We used to believe that the future would have flying cars. Now, two decades into the 21st century, it turns out that the best the future had to offer was regular cars that are kind of like taxis except (here comes the selling point) you just happen to be able to hail them using … your phone.
Disappointing, I know.
Perhaps we will get over that disappointment eventually but the next one is already looming. It has to do with digital butlers — the kind Tony Stark uses in “Iron Man”, for example. Such films awakened an expectation in us that by now we would be having witty conversations with these assistants or, like in the film “Her” we might even fall in love with them.
The reality is the chatbots that we have at present have been known to malfunction so bombastically that, in some instances, they became pretty racist and sexist.
Thankfully, that is not the norm. Chatbots are actually turning into a productive part of the economy. And the good news is that we haven’t even begun to tap their true potential. So it’s worth considering exactly what that potential is and how we can get chatbots to fulfill all of our superhero-inspired dreams.
The state of the machine
In essence a chatbot is artificial intelligence software that aims to meet a consumer’s needs through algorithm-based responses. They generally incorporate machine learning elements which allow them to remember commands and preferences such that they incrementally become more like humans as time progresses.
Chatbots are already well used. According to Gartner they currently account for a third of customer-service interactions — that number is estimated to go up to 85 percent by 2020.
Interestingly, many consumers don’t know that they have interacted with a chatbot, indicating that the “illusion” of human interaction is being successfully created. A recent survey conducted by PointSource found that 54 percent of consumers knew they had used an AI application in the last 12 months. Considering that 62 percent of them actually had done so, it would seem that around 8 percent were unaware that they were using one.
But don’t get too excited quite yet, dear developers, the survey indicated some less optimistic trends as well. 51 percent of consumers still expect frustrations with chatbots’ inability to comprehend requests and about 44 percent question the quality of information provided by these digital conversationalists. Over half still prefer a human interlocutor. Clearly there is still a lot to be desired in chatbot functionality, which begs the question: “What needs to happen to get things up to scratch?”
Follow the success
To really get past the hump that developers are facing will require them to think about their target audiences’ relationships with AI, specifically with regards the success stories. The technology is effectively being used in companies like Starbucks (to place an order for a drink or food) or on apps like Lyft (to request a ride).

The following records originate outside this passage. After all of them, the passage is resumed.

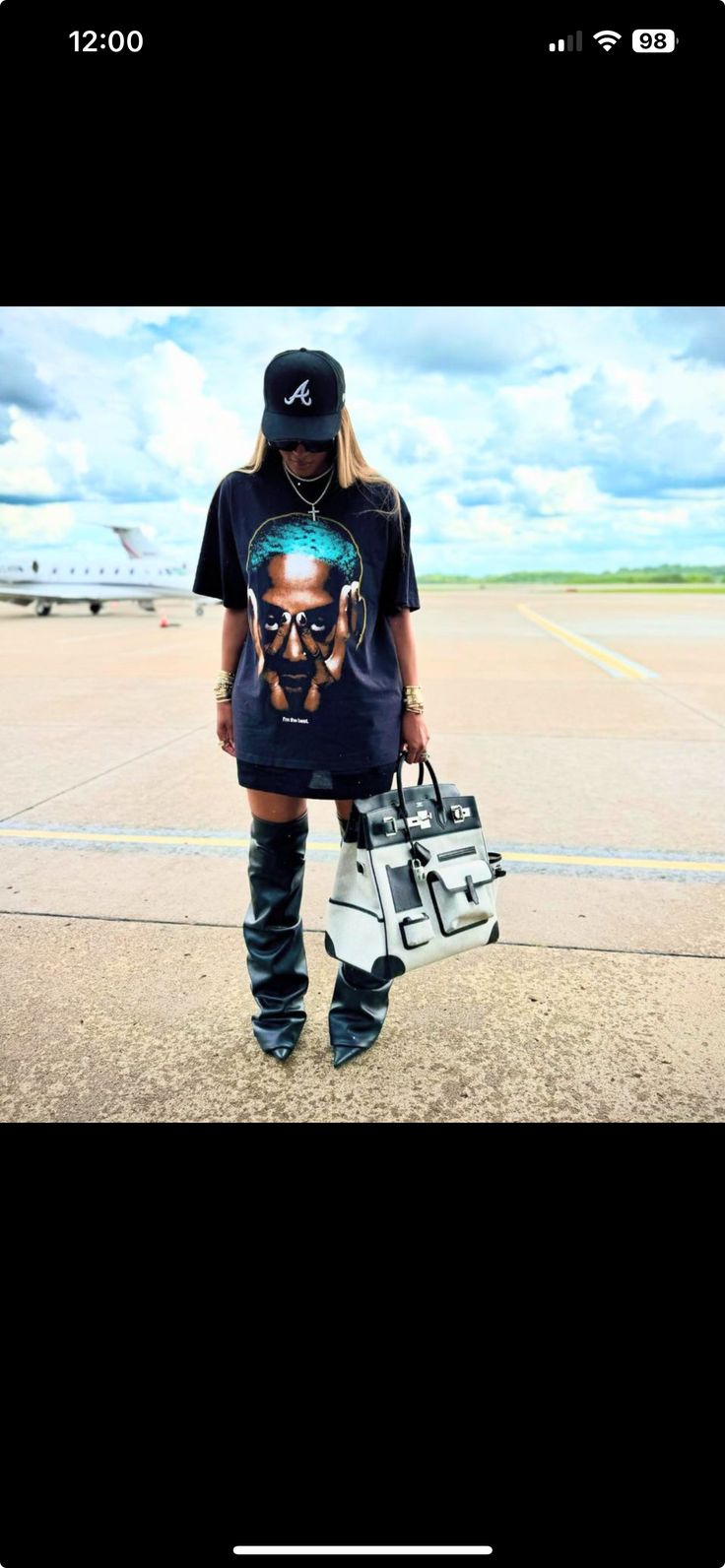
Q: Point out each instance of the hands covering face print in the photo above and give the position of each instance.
(309, 643)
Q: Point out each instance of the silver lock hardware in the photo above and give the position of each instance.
(458, 813)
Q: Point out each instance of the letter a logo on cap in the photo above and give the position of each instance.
(301, 392)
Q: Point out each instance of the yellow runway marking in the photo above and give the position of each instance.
(614, 664)
(327, 844)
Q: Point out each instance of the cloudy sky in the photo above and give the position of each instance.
(584, 437)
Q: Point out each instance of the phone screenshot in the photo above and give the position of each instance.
(362, 791)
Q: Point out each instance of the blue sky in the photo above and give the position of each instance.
(520, 436)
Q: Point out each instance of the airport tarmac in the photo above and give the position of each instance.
(590, 730)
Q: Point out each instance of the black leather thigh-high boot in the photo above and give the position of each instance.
(273, 932)
(359, 1007)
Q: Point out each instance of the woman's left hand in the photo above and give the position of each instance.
(413, 736)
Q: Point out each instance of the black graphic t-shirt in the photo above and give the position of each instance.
(317, 683)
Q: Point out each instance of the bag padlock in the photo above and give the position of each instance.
(420, 858)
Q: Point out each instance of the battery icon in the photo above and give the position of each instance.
(560, 45)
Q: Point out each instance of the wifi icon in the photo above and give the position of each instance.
(608, 38)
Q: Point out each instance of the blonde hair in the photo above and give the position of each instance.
(352, 468)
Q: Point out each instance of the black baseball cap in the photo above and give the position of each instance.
(303, 395)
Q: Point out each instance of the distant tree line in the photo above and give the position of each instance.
(624, 574)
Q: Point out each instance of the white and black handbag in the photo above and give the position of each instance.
(415, 880)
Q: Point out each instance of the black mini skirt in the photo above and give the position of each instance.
(317, 783)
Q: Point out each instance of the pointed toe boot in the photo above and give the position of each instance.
(357, 1012)
(273, 934)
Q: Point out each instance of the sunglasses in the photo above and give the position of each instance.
(309, 445)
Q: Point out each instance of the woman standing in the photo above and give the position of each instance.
(308, 548)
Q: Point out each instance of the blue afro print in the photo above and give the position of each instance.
(306, 607)
(301, 537)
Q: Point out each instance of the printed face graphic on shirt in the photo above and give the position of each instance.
(308, 609)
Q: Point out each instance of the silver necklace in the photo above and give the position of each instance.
(314, 513)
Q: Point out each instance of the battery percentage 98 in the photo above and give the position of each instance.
(645, 41)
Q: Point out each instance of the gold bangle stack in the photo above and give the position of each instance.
(224, 687)
(413, 699)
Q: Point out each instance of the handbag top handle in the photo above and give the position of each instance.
(401, 789)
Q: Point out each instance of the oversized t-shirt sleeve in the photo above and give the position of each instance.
(399, 590)
(219, 571)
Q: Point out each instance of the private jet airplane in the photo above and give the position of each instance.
(95, 579)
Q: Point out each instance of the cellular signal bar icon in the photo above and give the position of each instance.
(570, 44)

These examples illustrate what users love and hate about chatbot experiences. Consumers tend to like them in situations in which rote information is required, eg. requesting data about pricing or a delivery status. Their enthusiasm is diminished in scenarios in which a nuanced approach to a complex problem is required. Until now, that is.
The cavalry’s here
Understanding how to improve chatbots begins with knowledge of how they learn. Basically they adapt their behaviour based on the training data used to develop the algorithms. In other words, a chatbot is initially as good as the training scenarios used in its development. This is where crowdsourcing becomes significant. By diversifying the kinds of input a chatbot is exposed to, it becomes possible to add to their spectrum of possible responses.
Training AI works best if the models are based on data that matches what they are trying to predict. That is to say, if you are trying to model responses to customer complaints, for instance, it is best to obtain thousands and thousands of such queries. The more subtle the differences, the better. Crowdsourcing makes obtaining this data really easy. And best of all, as your accuracy needs to grow, the size of the sample can increase accordingly.
What’s more, users don’t need to be particularly “tech-minded” to garner data from the crowd. Various platforms, like Crowd Guru, do the work for you. Some of the latest machine learning algorithms can even give an indication of their confidence in the predictions. If a model’s self-reported accuracy is unsatisfactory, you can enlist the help of the crowd to increase the data input quality and create a positive “active learning” loop.
Secondly, when it comes to improving chatbot performance more work needs to go into personalization of the bots. It starts with giving them names but doesn’t end there. Facial or personality traits go a long way towards making consumers feel like they are interacting with a human.
And finally, there is also the element of surprize to contend with. Rob Harles, managing director at Accenture Interactive, recently stated in an interview with TechRepublic that the introduction of chatbots is a lot like the advent of ATMs in the 20th century. “Many thought the ATM would replace banks and tellers, but in reality, it simply created a new channel,” Harles said, “That is what chatbots will deliver for brands—a new communication channel.”
This channel will have its own opportunities and challenges. Yes, chatbots may reduce the need for customer service representatives, but it will require specialized personnel to deal with inappropriate or unrelated questions that chatbots are not yet able to handle. They may need to be able to deal with personal questions, current affairs, not-safe-for-work content, and seemingly random inquiries.
The bottom line is the “future” has arrived. As always, it’s a little different to how we imagined it, but probably now more than ever developers are best poised to precisely steer it in the right direction. Let’s hope they don’t disappoint.